Store and distribution
Jingle status for extension store, public publishing, private distribution, review, and updates.
A mature extension platform lets developers do more than write a package. They should be able to test, package, publish, update, withdraw, and let users install safely. Store and distribution are the product loop for the extension ecosystem.
Capability Status
| Capability | Status | Target |
|---|---|---|
| Local extension packages | Preview | Load and validate extension packages in local development environments |
| Templates and scaffolding | In development | Generate commands, manifest, runtime, main service, and test skeletons |
| Packaging checks | In development | Validate manifest, assets, permissions, entry files, and API compatibility |
| Private distribution | Planned | Team install, version pinning, rollback, and member permissions |
| Public directory | Planned | Display extensions, screenshots, permissions, changelog, author, and install entry |
| Review queue | Planned | Human and automated review for permissions, network access, credential use, and user risk |
| Signing and updates | Planned | Package signing, version updates, compatibility checks, and withdrawal |
Publishing Governance
- Extension permission declarations must be understandable to users.

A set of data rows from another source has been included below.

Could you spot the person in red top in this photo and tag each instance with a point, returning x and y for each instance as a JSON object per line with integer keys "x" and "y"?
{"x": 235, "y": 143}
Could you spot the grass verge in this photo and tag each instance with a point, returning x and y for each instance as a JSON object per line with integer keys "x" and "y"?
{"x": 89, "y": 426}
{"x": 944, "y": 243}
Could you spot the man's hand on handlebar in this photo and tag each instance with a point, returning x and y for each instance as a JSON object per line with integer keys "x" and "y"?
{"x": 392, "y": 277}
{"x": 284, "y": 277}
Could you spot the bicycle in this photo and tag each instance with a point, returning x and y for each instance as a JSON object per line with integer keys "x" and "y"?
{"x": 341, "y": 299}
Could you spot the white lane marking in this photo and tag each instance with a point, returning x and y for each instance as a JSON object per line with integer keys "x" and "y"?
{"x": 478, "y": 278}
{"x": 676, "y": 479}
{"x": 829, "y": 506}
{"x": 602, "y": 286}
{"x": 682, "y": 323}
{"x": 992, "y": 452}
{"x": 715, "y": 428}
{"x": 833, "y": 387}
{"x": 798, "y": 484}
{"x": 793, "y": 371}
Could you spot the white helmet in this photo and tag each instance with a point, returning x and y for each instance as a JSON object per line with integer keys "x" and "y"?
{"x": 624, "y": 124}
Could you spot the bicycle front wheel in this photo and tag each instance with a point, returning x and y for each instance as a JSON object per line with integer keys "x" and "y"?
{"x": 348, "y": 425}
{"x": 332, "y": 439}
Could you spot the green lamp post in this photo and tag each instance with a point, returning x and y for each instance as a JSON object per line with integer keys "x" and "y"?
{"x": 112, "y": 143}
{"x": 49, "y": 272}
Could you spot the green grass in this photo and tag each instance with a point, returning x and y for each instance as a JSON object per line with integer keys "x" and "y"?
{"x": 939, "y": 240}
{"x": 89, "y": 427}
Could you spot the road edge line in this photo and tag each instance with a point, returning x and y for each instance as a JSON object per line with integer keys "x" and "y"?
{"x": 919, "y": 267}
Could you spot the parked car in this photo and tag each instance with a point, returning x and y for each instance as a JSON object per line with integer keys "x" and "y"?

- Packages need a stable manifest schema and compatibility policy.
- Updates need to know whether they break existing settings, connections, and local data.
- Public extensions need review for provider usage, external requests, file access, and dangerous actions.
- Private extensions need team boundaries and should not be mixed with the public store.
Impact on Developer Docs
Developer docs cover package contracts and local runtime flows first. Public publishing content will expand as store, review, signing, and update paths become available.